Friday, November 11, 2011

Clamming in November

The shadows are long, now, even at noon. We know why, of course, and pretend otherwise, living under electric lights, listening to electric voices, staring at electric screens.

The wind is blowing over 20 knots from the northwest, in November, and the tidal flats call like Sirens. No one out there but me, a gull, a few scoters, and the clams.

I teach in an urban district, where the few guns around tend to be snubby, designed to be used at close range on humans.
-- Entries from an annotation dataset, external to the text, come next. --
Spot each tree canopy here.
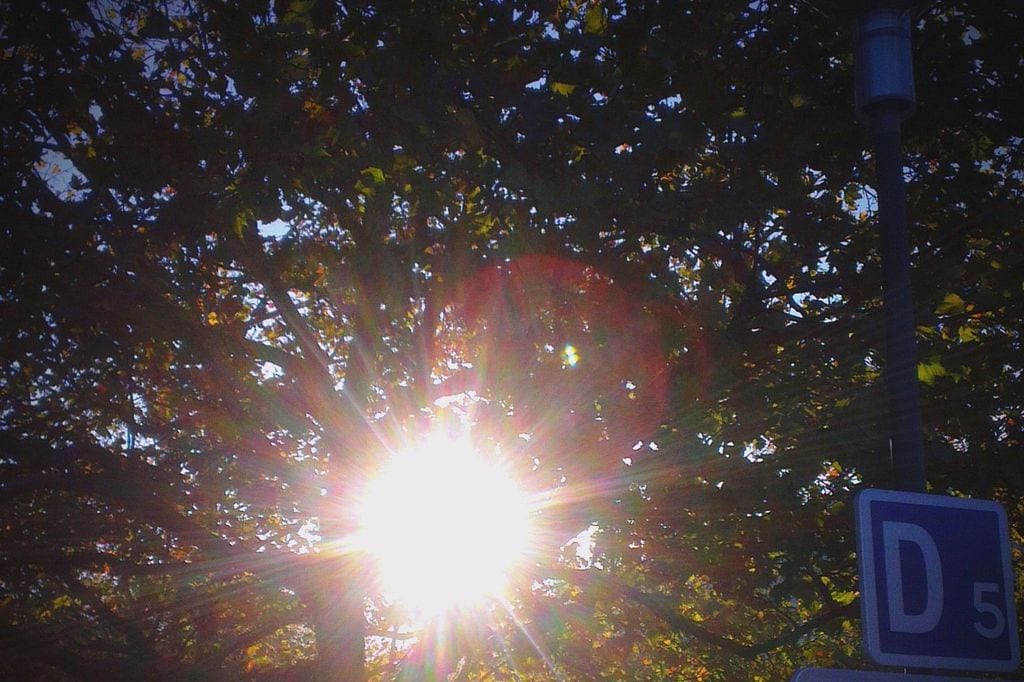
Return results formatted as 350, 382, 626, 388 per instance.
0, 0, 1024, 680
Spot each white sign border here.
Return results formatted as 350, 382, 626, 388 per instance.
854, 488, 1020, 673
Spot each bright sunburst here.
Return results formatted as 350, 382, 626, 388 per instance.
359, 436, 529, 615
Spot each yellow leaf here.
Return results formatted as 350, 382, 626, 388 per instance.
583, 3, 608, 33
551, 81, 577, 97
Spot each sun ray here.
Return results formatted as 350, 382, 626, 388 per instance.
355, 434, 530, 617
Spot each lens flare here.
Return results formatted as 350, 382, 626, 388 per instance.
357, 436, 529, 615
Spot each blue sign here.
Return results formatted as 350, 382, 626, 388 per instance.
856, 489, 1020, 672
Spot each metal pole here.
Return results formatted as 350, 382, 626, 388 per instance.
871, 107, 926, 492
856, 2, 926, 485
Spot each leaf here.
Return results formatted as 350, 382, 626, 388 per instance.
935, 294, 967, 315
362, 166, 384, 184
918, 358, 949, 386
583, 3, 608, 34
551, 81, 577, 97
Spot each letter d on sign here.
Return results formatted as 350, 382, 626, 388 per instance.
882, 521, 942, 634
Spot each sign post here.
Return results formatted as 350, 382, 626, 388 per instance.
856, 489, 1020, 672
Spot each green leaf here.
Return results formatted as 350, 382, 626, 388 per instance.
362, 166, 384, 184
935, 294, 967, 315
918, 358, 949, 386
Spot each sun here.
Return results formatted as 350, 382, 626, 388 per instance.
358, 435, 530, 616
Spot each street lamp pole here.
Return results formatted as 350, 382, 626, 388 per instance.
856, 2, 926, 492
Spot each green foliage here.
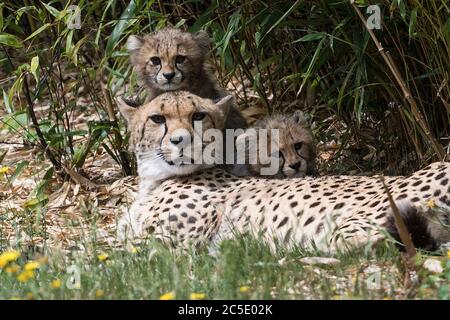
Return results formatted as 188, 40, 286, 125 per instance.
0, 0, 450, 180
0, 238, 450, 300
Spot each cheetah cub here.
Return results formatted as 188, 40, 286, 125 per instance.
116, 91, 233, 192
127, 28, 247, 129
229, 111, 317, 178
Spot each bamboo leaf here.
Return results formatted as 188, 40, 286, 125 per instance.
106, 0, 136, 57
41, 1, 59, 18
0, 33, 22, 48
30, 56, 39, 83
23, 23, 51, 41
292, 32, 327, 43
8, 161, 29, 185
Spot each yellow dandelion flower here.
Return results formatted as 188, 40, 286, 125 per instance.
23, 261, 40, 271
95, 289, 105, 298
427, 199, 436, 209
17, 270, 34, 282
159, 291, 175, 300
0, 250, 20, 269
97, 253, 109, 262
5, 263, 20, 275
36, 256, 48, 264
0, 166, 9, 174
191, 292, 206, 300
239, 286, 250, 293
130, 246, 140, 254
50, 279, 61, 289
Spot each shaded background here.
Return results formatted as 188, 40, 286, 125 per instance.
0, 0, 450, 181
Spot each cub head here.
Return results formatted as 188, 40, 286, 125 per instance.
127, 28, 210, 91
116, 91, 233, 182
236, 111, 316, 178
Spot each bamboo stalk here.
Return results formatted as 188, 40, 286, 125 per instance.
380, 176, 416, 260
350, 0, 445, 161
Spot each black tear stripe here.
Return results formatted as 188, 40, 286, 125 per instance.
159, 122, 167, 149
206, 113, 217, 129
174, 63, 184, 81
139, 117, 150, 142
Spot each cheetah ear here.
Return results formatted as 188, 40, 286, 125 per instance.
193, 31, 211, 55
127, 35, 145, 64
214, 94, 234, 118
114, 96, 137, 123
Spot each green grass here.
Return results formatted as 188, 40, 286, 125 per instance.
0, 239, 450, 299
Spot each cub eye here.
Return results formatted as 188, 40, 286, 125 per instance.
150, 114, 166, 124
175, 56, 186, 64
150, 57, 161, 66
192, 112, 206, 121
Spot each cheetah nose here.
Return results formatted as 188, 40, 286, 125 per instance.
163, 72, 175, 82
289, 162, 301, 170
170, 136, 183, 145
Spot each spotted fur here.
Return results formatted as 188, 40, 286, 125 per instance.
119, 163, 450, 252
127, 28, 247, 129
229, 111, 317, 178
116, 91, 233, 191
119, 92, 450, 252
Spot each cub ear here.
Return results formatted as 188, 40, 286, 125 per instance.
292, 110, 309, 127
193, 31, 211, 55
114, 96, 137, 123
127, 35, 144, 64
214, 94, 234, 117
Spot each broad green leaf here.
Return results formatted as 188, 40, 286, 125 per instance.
30, 56, 39, 83
23, 23, 51, 41
106, 0, 136, 57
0, 33, 22, 48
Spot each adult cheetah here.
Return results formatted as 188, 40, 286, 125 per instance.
118, 93, 450, 252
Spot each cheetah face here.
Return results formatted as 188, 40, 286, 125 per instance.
116, 91, 232, 181
127, 28, 209, 91
236, 112, 315, 178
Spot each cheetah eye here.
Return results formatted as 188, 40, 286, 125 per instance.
175, 56, 186, 64
150, 114, 166, 124
192, 112, 206, 121
294, 142, 303, 150
270, 151, 283, 159
150, 57, 161, 66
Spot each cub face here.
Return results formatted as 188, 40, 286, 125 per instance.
236, 112, 316, 178
116, 91, 232, 188
127, 28, 210, 91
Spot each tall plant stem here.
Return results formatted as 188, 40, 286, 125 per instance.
350, 0, 445, 161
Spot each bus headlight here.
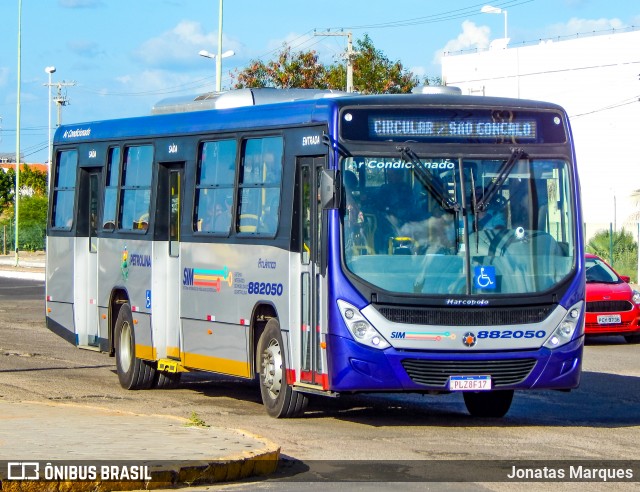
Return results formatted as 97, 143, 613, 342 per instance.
544, 301, 583, 349
338, 300, 391, 350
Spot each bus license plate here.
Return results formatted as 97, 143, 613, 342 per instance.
449, 375, 491, 391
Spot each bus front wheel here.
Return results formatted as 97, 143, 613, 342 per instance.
115, 303, 155, 390
463, 390, 513, 418
257, 318, 309, 418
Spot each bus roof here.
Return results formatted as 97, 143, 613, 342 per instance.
54, 89, 563, 145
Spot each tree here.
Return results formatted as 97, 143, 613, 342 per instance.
0, 168, 16, 210
231, 45, 328, 89
231, 35, 428, 94
327, 34, 420, 94
20, 164, 48, 196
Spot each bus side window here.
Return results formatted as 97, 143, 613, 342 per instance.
194, 140, 237, 234
102, 147, 120, 230
120, 145, 153, 230
52, 150, 78, 229
238, 137, 283, 236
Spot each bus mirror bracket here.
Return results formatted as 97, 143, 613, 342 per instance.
320, 169, 340, 209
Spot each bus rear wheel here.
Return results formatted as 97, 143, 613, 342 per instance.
115, 303, 156, 390
463, 390, 513, 418
256, 318, 309, 418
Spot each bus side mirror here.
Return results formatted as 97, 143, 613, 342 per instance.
319, 169, 340, 209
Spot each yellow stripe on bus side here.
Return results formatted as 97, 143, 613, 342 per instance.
136, 344, 157, 360
183, 353, 250, 377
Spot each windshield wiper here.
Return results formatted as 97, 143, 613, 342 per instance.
396, 146, 460, 212
473, 148, 527, 212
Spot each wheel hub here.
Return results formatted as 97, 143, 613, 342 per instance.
262, 340, 282, 400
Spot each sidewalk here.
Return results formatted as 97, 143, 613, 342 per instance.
0, 251, 45, 281
0, 401, 280, 492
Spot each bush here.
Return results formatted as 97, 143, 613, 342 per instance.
586, 229, 638, 283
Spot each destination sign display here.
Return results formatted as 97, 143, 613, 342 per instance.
369, 116, 537, 140
340, 107, 568, 144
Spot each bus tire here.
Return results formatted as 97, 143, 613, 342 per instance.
115, 303, 156, 390
463, 390, 513, 418
257, 318, 309, 418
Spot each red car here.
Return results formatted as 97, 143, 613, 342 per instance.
585, 254, 640, 343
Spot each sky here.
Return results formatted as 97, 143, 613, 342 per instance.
0, 0, 640, 163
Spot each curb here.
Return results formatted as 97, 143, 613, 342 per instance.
0, 268, 45, 280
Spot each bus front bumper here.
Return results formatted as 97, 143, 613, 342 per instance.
327, 336, 584, 392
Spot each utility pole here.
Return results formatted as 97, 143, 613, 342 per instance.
313, 31, 358, 92
44, 80, 76, 127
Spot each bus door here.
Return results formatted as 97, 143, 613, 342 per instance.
297, 157, 326, 386
73, 168, 101, 349
154, 162, 184, 360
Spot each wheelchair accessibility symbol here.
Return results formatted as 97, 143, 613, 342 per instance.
473, 266, 496, 290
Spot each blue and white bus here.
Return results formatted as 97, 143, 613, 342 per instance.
46, 89, 585, 417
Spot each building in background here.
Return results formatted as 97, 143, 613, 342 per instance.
442, 29, 640, 237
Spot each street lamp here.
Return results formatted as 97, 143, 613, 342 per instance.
480, 5, 507, 39
198, 50, 235, 92
44, 66, 56, 189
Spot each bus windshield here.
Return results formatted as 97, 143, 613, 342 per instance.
341, 156, 576, 296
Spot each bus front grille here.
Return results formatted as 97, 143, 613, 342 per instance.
402, 359, 536, 388
376, 305, 555, 326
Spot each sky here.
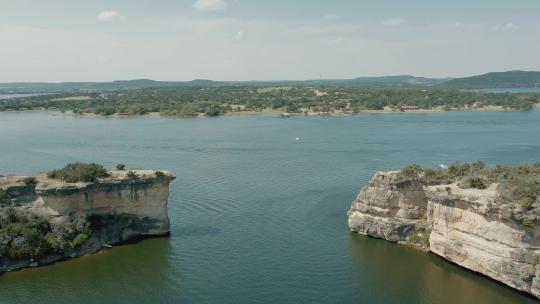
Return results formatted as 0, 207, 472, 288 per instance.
0, 0, 540, 82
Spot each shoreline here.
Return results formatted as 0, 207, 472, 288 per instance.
0, 103, 540, 118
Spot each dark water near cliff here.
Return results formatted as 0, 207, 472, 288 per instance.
0, 111, 540, 304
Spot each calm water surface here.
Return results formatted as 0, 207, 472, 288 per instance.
0, 93, 53, 100
0, 111, 540, 304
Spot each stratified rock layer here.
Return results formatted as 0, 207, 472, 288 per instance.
348, 172, 540, 298
0, 170, 175, 272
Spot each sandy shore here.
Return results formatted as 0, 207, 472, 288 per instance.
5, 103, 540, 118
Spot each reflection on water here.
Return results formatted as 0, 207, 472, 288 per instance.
349, 233, 537, 304
0, 238, 176, 303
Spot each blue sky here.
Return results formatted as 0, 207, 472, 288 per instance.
0, 0, 540, 82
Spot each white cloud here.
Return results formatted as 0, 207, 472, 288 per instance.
96, 11, 127, 22
493, 22, 518, 33
323, 14, 339, 20
193, 0, 227, 11
382, 18, 407, 27
234, 31, 244, 40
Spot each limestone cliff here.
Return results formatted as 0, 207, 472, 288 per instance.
348, 171, 540, 298
0, 170, 175, 272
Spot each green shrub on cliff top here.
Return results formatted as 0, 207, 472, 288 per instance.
0, 208, 91, 259
463, 176, 487, 189
401, 164, 422, 177
47, 162, 109, 183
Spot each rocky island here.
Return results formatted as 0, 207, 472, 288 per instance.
348, 162, 540, 298
0, 163, 175, 273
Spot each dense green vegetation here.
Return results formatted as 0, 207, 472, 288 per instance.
401, 161, 540, 211
0, 86, 540, 117
47, 162, 109, 183
0, 208, 91, 259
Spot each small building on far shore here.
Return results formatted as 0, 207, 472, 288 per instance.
399, 105, 420, 110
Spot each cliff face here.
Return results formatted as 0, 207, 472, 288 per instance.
348, 172, 540, 298
0, 170, 175, 272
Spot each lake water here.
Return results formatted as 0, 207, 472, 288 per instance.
0, 93, 54, 100
0, 111, 540, 304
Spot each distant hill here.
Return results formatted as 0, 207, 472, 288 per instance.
0, 71, 540, 92
0, 75, 447, 91
439, 71, 540, 89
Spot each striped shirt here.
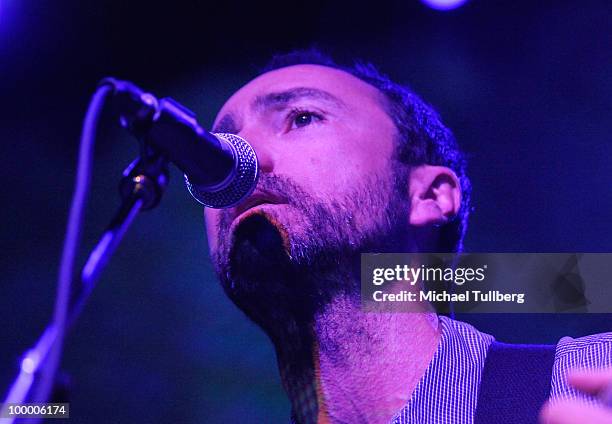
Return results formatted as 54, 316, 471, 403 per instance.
391, 316, 612, 424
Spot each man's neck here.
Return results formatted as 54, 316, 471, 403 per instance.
275, 295, 440, 424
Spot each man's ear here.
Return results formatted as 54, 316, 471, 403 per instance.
409, 165, 461, 227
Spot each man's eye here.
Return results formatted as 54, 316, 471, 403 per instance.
289, 110, 321, 130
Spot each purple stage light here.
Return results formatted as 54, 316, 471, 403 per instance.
421, 0, 467, 10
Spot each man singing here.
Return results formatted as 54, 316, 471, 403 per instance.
205, 51, 612, 424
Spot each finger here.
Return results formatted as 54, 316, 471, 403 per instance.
540, 400, 612, 424
567, 368, 612, 395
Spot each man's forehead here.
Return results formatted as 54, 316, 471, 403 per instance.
217, 64, 381, 119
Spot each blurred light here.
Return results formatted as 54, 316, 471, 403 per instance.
421, 0, 467, 10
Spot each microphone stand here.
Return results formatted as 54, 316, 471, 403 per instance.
0, 80, 169, 424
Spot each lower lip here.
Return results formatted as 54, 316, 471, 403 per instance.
234, 203, 279, 222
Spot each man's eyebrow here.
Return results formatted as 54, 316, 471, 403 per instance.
251, 87, 345, 109
212, 113, 240, 134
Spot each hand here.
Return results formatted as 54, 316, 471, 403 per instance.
540, 368, 612, 424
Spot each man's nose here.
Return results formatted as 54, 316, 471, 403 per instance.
238, 130, 275, 173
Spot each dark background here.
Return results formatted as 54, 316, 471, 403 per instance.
0, 0, 612, 423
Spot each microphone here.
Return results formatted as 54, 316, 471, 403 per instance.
100, 78, 259, 209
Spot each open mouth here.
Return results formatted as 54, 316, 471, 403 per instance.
232, 190, 286, 219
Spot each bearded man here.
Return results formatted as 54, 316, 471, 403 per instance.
205, 51, 612, 424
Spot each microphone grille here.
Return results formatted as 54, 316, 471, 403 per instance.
185, 133, 259, 209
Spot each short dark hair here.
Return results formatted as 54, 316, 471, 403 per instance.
262, 48, 471, 252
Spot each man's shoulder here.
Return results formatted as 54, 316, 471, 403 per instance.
550, 333, 612, 405
555, 332, 612, 365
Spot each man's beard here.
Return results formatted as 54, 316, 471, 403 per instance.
213, 170, 409, 335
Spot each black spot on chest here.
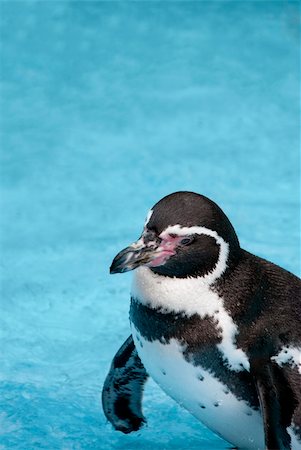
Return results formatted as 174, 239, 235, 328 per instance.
130, 299, 259, 409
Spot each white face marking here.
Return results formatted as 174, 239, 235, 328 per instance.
131, 225, 250, 371
160, 225, 229, 284
144, 209, 153, 228
131, 267, 250, 371
271, 346, 301, 375
132, 325, 264, 450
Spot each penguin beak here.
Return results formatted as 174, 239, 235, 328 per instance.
110, 234, 176, 273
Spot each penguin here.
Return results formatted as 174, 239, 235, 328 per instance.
102, 191, 301, 450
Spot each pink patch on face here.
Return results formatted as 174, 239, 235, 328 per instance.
147, 235, 183, 267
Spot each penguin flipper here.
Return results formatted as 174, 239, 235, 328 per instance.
251, 358, 291, 450
102, 336, 148, 433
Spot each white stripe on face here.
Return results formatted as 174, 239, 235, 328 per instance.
159, 225, 229, 284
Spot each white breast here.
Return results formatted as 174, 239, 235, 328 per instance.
132, 267, 250, 371
132, 325, 264, 450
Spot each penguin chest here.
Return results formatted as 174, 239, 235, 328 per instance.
130, 268, 264, 450
132, 325, 264, 450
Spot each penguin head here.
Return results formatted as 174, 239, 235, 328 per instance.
110, 192, 240, 281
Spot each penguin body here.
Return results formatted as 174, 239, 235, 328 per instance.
103, 192, 301, 450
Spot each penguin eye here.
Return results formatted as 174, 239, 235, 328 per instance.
180, 236, 194, 245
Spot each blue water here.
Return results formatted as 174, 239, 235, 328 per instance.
0, 1, 300, 450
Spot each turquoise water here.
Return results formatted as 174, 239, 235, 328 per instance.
0, 1, 300, 450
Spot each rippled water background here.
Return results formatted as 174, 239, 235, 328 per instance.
0, 1, 300, 450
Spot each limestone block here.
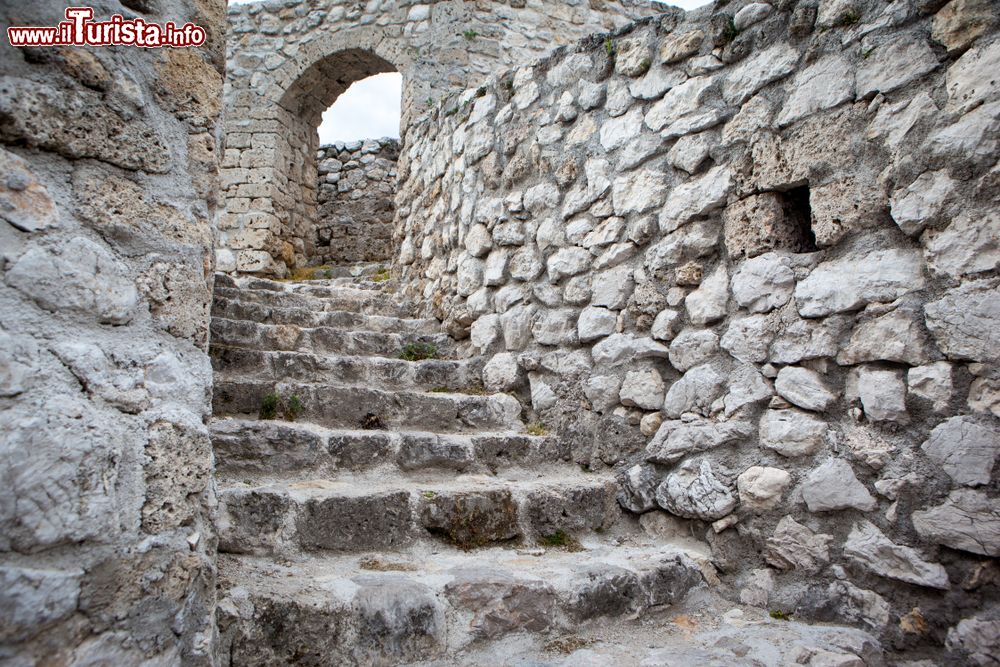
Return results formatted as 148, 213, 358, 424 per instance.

I spend most of my free moments in Cape May, where guns are more prevalent, tend to be longer, and more often used on game other than H. sapiens.

I hunt with a rake and a hook, not quite bloodless, and unlikely to raise my testosterone cred, but it does connect me with this life business more than the folks who never kill their prey.

I'd rather be a wolf than a vulture, no matter how fancy the store. We have a lot to learn from the hunters.
***

Even vegetarians kill. Plants are every bit as alive as you and me. We place high regard on sentience, and no one has yet shown that plants give a damn about anything, but every living animal must take lives in order to stay living.

Tonight we munched on quahogs and Brussels sprout sprouts. The clams are dead, the Brussels still alive, so a vegetarian could claim some moral superiority.

Even so, the clams tasted pretty good.
***

I put three back, the largest I caught. Each was a couple of decades old, each had done nothing to earn the wrath of my rake.

They are sitting within a few inches of each other, their collective age older than mine, and I hope they spawn.

Their fellow quahogs are in my belly now.

And so it goes.....





Photo taken along Richadson Sound by us.